Mas, ¡ay de ti si te pasas!
¡Si te pasas es peor!
Pedro Muñoz Seca
La venganza de don Mendo
Así, pues, que, sin ser líder de nada y apenas seguidor consciente y tranquilo de causas en las que creo, puedo exhibir credenciales a favor de las marchas pacíficas. En este sentido, pienso que hemos vivido jornadas históricas –incómodas, pero históricas— en las protestas que han sacudido últimamente las avenidas y carreteras de Colombia. Fue el único modo de que el Gobierno se conectara con la realidad y accediera a retirar decisiones que clamaban al cielo (como la reforma fiscal), conceder viejas peticiones (como la matrícula gratuita) y aceptar un diálogo que debió haber sido una de las primeras reacciones del presidente. Su obstinación, y no sé si de su monitor, le impidió ofrecer disculpas por ciertos actos francamente criminales de la Policía. Después de lo que han observado en videos y noticieros, los ciudadanos saben que ha habido una represión brutal, a bala y golpes, mientras el silencio oficial degrada aún más la imagen de un cuerpo policial que en algunos casos, hay que reconocerlo, salvó vidas y protegió a gente inocente. Es lamentable que los genéricamente llamados vándalos –amplia gama donde caben desde delincuentes organizados hasta jóvenes traviesos— hubieran ensuciado las protestas con sus aventuras atrabiliarias.

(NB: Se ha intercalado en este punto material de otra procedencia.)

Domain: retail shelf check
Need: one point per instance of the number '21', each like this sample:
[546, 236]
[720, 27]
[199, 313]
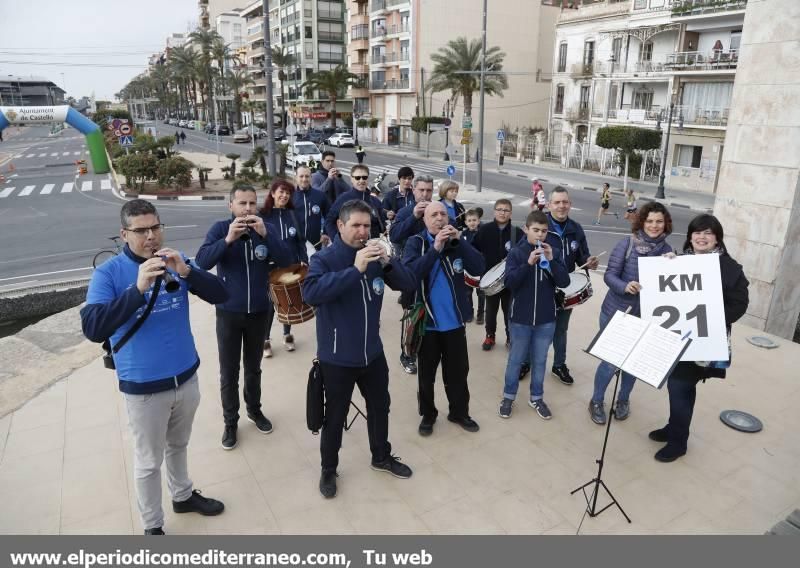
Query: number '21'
[673, 315]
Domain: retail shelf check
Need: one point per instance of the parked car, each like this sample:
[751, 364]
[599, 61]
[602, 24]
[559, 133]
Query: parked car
[242, 136]
[301, 152]
[341, 140]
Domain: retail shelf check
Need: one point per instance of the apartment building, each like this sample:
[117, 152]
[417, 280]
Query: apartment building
[313, 32]
[390, 47]
[630, 62]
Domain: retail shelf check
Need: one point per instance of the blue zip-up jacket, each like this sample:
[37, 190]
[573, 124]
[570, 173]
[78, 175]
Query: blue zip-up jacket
[378, 216]
[243, 266]
[161, 355]
[569, 245]
[420, 256]
[349, 303]
[286, 222]
[533, 294]
[311, 208]
[405, 225]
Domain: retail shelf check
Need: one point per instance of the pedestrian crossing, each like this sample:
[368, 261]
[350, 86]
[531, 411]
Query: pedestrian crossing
[54, 188]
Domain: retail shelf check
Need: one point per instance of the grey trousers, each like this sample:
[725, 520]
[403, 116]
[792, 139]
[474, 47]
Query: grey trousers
[161, 424]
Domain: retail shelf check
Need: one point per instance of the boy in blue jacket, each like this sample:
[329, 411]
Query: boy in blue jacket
[241, 248]
[345, 282]
[532, 275]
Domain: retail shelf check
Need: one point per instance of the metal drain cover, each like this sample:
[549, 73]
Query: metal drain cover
[741, 421]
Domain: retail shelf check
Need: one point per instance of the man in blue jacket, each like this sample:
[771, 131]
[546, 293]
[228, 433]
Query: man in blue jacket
[359, 174]
[345, 282]
[568, 241]
[241, 248]
[439, 258]
[157, 366]
[311, 207]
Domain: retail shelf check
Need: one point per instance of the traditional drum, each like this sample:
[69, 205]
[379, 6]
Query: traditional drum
[578, 291]
[284, 291]
[494, 280]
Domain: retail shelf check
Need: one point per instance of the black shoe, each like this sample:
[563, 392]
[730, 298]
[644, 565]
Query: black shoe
[562, 373]
[229, 438]
[659, 435]
[426, 426]
[466, 423]
[327, 484]
[154, 531]
[669, 453]
[199, 504]
[393, 465]
[408, 363]
[262, 422]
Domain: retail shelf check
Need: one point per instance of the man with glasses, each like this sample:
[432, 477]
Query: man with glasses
[242, 248]
[157, 366]
[400, 195]
[494, 240]
[359, 174]
[328, 178]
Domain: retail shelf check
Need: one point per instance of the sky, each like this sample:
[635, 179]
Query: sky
[88, 45]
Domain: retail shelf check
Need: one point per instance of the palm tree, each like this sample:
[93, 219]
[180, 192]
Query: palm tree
[457, 69]
[282, 60]
[334, 83]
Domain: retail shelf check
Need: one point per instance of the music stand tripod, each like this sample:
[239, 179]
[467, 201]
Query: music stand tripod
[591, 500]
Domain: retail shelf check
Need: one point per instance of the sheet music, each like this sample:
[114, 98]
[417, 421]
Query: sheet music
[614, 344]
[654, 355]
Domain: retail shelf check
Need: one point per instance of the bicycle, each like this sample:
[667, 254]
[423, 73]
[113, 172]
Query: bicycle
[107, 254]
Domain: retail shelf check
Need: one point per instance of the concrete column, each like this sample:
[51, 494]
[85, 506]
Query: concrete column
[758, 195]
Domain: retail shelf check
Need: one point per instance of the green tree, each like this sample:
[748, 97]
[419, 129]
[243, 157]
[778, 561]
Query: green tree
[334, 83]
[627, 140]
[456, 68]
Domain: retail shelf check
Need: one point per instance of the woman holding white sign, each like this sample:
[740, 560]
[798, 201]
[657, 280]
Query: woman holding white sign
[704, 236]
[650, 228]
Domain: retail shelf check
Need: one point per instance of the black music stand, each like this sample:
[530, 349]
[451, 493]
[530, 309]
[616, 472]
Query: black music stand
[591, 500]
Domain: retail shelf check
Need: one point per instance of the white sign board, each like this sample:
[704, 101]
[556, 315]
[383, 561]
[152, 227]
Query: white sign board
[684, 295]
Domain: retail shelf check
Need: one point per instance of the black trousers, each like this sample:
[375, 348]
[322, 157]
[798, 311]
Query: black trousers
[682, 387]
[449, 347]
[240, 335]
[373, 382]
[493, 303]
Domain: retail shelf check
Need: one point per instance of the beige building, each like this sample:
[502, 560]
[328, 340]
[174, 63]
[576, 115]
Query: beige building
[390, 47]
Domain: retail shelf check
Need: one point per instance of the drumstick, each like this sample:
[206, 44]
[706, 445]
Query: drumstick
[587, 264]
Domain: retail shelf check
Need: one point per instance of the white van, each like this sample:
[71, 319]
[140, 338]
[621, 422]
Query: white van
[301, 152]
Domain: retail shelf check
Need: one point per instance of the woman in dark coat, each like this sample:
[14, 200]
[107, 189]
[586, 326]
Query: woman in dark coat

Pienso también que, como afirmaron en su momento Gustavo Petro y la alcaldesa Claudia López, los organizadores del paro no han sabido manejar el juego de las siete y media, cuya filosofía, aplicable a toda situación estratégica, describe el genial humorista andaluz Pedro Muñoz Seca (1879-1936). Por un lado proclaman el éxito de haber tumbado el insólito castigo tributario. Que lo fue. Pero, por el otro, no lo cobraron como cacería mayor, sino que decidieron que por ese camino pueden llegar muy lejos y en pos de piezas menores. Ahora el menú de reivindicaciones se ha ensanchado, quizás por su temor a quedarse cortos. Temo que nos acerquemos al resbalón que describe don Mendo: “Ay de ti si te pasas… ¡si te pasas es peor!”. Es preciso que los pacíficos organizadores de las marchas entiendan que la gente no distingue entre ellos, para aplaudirlos, y quienes empuñan otro tipo de protestas reprobables, para censurarlos.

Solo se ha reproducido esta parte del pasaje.